Friday, October 20, 2006


I have been working on a post on women in the church for a while. I hope I will finish it sometime this week.

In the meantime, I have been working on making a MIDI file of Yerevan Erepooni that I can use for choir rehearsal. When I do, maybe I will post it.


Anonymous said...

Just discovered your blog and really enjoyed it. Can't wait to see your post about women in the church. I'm the "lost generation", half-Armenian, - in my 40s, haven't been to a church in 15 years.

I grew up in a church in CT. Got turned off by the emphasis on language and culture over religion and stopped going. Then in the late 1980s, I visited a church in Oakland, CA, where they incorporated a little English into the services, and were very welcoming.
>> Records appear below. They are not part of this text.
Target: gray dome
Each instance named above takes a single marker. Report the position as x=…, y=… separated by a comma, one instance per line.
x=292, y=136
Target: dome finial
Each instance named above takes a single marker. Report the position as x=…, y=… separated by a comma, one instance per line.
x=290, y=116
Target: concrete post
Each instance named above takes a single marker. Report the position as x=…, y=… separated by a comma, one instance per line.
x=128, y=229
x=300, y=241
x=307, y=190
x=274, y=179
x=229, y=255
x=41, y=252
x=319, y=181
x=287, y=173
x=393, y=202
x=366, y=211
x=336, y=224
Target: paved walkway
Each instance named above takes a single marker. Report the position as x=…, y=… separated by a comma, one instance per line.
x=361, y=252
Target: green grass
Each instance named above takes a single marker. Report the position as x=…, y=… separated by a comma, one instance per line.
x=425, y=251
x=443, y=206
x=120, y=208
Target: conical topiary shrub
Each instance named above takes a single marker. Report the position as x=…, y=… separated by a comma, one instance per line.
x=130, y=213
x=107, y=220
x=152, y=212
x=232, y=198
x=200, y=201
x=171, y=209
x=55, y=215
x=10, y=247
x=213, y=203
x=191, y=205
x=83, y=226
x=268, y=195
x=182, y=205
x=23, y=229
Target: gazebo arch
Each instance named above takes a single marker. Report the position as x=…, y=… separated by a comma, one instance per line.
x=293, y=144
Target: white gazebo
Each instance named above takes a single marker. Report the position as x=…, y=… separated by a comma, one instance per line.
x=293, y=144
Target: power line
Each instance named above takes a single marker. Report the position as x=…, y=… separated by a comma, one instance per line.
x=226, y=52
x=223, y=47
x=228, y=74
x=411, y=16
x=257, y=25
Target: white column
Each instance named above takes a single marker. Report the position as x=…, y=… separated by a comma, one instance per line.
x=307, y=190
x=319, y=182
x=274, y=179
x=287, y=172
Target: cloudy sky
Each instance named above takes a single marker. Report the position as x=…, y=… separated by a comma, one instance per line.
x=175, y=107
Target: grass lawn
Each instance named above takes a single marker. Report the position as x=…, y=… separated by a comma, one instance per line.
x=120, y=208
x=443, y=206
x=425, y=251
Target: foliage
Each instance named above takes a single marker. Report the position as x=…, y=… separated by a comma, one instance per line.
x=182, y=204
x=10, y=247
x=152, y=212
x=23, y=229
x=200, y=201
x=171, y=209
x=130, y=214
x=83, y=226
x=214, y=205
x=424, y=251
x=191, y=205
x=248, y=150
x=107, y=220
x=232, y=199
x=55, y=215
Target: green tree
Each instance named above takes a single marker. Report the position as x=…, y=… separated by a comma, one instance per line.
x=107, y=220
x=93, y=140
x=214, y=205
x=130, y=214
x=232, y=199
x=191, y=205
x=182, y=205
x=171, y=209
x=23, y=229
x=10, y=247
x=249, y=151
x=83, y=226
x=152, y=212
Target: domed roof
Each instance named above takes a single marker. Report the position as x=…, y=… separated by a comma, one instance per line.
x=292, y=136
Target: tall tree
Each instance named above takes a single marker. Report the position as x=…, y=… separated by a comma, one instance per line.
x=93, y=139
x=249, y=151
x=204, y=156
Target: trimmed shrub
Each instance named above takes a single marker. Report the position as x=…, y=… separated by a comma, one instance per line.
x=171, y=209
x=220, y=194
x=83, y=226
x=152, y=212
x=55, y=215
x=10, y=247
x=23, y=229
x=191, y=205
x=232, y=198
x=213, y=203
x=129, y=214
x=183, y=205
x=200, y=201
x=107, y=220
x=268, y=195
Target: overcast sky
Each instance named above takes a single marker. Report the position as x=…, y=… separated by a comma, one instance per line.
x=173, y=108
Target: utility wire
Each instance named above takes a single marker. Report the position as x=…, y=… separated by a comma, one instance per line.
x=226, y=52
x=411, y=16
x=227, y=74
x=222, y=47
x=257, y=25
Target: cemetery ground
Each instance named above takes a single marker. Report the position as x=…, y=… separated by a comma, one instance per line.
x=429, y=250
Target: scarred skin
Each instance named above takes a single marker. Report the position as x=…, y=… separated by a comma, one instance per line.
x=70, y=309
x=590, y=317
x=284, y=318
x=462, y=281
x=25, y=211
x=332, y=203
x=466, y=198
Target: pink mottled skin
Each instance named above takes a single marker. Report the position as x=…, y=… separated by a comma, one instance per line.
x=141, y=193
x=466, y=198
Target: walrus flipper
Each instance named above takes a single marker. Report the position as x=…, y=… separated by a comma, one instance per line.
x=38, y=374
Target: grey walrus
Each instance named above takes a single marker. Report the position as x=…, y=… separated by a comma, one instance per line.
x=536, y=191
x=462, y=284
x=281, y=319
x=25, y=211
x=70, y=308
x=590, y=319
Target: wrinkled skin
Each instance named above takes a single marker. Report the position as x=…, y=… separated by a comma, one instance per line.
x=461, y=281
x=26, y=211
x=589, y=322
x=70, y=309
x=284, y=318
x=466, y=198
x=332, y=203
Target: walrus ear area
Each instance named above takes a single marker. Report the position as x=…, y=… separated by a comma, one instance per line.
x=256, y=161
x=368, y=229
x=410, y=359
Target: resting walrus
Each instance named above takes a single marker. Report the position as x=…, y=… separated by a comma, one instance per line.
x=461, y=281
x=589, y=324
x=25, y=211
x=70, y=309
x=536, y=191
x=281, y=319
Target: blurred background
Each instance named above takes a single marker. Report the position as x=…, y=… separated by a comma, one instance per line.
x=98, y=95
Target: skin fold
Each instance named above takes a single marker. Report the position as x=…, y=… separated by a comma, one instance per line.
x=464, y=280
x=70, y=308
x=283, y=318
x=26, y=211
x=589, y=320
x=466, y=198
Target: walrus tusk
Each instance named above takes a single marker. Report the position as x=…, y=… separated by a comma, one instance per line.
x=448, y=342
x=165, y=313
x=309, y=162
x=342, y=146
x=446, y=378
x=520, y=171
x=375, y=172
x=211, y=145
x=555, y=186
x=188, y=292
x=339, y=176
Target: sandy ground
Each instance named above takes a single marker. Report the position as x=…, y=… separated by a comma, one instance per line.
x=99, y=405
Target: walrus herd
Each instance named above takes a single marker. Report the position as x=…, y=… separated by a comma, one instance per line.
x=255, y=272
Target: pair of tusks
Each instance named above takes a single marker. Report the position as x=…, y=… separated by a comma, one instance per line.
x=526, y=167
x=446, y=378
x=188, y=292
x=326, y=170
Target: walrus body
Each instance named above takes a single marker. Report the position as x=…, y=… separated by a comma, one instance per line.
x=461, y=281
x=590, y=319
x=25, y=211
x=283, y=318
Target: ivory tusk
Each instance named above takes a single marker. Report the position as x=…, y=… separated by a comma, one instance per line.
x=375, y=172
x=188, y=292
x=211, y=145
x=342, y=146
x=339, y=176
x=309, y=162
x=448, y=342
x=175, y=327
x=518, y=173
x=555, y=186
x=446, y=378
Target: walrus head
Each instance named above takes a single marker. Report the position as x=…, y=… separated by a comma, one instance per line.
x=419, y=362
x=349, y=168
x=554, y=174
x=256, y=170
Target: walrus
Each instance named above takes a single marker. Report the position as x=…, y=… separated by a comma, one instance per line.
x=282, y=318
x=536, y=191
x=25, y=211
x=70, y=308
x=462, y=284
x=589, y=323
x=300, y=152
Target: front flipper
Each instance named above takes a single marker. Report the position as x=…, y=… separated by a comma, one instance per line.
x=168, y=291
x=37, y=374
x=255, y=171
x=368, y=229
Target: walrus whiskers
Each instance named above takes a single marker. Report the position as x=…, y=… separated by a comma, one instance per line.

It was really great. There was also a journal out, "Window" which explored contemporary issues like language, role of women, environment. There was really a sense of excitement that things might change.
Moved to the Washington area and attended the DC church a couple times, but no one said hello or anything, felt like I didn't belong, and have never been back. It seems there's a backlash now against having any English at all or even talking about it. Your blog is a needed resource for those of us who follow things from a distance and want to see change.

Anoushig Aghchig said...

Argh- IE ate my comment!

The Oakland church is supposed to be great! I have met a few people from there, and have heard nothing but good things about it.
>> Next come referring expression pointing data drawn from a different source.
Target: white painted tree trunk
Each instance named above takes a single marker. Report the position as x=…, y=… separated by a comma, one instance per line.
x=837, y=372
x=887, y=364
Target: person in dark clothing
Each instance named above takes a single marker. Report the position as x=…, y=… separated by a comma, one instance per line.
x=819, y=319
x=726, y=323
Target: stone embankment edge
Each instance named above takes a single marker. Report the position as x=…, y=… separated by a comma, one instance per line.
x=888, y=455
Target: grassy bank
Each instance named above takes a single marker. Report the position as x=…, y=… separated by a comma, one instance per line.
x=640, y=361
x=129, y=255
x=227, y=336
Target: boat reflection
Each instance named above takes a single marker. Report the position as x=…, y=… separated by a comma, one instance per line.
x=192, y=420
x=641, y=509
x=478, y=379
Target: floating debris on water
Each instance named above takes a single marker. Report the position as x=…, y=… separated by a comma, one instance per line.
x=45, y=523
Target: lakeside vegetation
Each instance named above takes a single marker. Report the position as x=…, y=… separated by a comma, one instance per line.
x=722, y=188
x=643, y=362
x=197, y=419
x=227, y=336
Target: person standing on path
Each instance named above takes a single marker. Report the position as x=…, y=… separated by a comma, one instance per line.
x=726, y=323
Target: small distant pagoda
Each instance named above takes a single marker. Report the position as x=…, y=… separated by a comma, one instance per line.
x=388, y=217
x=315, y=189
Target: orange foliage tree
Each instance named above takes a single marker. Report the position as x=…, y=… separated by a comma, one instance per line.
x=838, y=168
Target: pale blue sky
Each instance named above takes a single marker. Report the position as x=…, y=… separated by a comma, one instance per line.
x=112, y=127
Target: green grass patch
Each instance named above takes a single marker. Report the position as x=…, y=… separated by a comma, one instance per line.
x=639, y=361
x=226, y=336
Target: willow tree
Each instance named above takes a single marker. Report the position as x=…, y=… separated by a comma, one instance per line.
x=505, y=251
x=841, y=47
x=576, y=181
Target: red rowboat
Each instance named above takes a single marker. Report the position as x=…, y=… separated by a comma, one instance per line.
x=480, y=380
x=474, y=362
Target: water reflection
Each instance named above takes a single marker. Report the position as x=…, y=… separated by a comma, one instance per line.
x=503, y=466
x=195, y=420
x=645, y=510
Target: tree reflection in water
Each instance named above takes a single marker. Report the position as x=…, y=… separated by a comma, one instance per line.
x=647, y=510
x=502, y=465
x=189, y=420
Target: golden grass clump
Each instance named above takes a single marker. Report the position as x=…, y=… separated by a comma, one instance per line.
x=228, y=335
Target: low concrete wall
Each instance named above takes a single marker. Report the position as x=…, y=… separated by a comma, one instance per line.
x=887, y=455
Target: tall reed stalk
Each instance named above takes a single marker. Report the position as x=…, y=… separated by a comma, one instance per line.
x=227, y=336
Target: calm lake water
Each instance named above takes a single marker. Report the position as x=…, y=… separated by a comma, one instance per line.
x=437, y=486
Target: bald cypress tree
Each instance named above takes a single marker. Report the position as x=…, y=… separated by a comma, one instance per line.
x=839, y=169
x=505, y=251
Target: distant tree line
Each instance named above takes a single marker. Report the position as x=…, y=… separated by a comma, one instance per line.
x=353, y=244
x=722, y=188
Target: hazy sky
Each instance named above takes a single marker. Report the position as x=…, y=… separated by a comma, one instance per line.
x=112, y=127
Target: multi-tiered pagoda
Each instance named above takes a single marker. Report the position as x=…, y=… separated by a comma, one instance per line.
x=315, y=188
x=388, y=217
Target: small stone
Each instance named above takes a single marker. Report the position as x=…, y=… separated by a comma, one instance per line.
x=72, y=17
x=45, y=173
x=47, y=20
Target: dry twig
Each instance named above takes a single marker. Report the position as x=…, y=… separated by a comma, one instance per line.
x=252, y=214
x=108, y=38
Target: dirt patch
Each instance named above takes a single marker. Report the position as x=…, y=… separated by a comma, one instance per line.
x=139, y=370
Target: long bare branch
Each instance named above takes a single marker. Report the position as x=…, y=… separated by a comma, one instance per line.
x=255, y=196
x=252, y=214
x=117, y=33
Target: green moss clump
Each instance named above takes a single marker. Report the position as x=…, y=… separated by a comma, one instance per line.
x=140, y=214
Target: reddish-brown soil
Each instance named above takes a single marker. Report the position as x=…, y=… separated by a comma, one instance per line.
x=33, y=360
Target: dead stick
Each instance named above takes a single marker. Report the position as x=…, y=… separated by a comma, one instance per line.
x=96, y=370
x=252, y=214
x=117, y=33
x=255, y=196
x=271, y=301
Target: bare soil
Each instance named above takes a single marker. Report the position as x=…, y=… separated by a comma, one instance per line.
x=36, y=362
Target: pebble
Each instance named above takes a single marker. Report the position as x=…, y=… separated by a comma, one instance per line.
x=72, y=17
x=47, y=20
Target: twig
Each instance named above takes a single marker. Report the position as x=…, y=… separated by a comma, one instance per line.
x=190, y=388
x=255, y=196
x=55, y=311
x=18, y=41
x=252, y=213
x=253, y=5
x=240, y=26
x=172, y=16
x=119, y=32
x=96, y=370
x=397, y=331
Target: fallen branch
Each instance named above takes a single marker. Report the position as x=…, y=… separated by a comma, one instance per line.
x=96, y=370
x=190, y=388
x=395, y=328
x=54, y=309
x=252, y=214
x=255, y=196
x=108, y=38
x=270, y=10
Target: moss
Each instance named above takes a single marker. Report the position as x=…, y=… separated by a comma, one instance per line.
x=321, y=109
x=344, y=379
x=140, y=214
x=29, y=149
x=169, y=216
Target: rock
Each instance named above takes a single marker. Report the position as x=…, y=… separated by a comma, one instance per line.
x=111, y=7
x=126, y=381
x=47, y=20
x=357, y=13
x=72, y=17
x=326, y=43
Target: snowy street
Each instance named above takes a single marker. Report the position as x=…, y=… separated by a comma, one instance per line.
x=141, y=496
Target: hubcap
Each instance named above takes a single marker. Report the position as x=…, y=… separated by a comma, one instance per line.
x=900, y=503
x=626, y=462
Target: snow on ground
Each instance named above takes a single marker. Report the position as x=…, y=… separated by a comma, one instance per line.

I had a similar experience at one of the churches in DC. My visit to the other one went a little better b/c I had my sister with me, who knew someone there from her time at the summer youth programs at the Eastern Diocese.

I would love more English in the service. I am fine with the actual Badarak being in Armenian, but I like to have an English sermon, and it's also a nice touch if the confession is translated as well. I go to two churches, depending on where I am on any given Sunday, and one has more English than the other. I think it helps when the priest has been in the US a long time and is comfortable with English.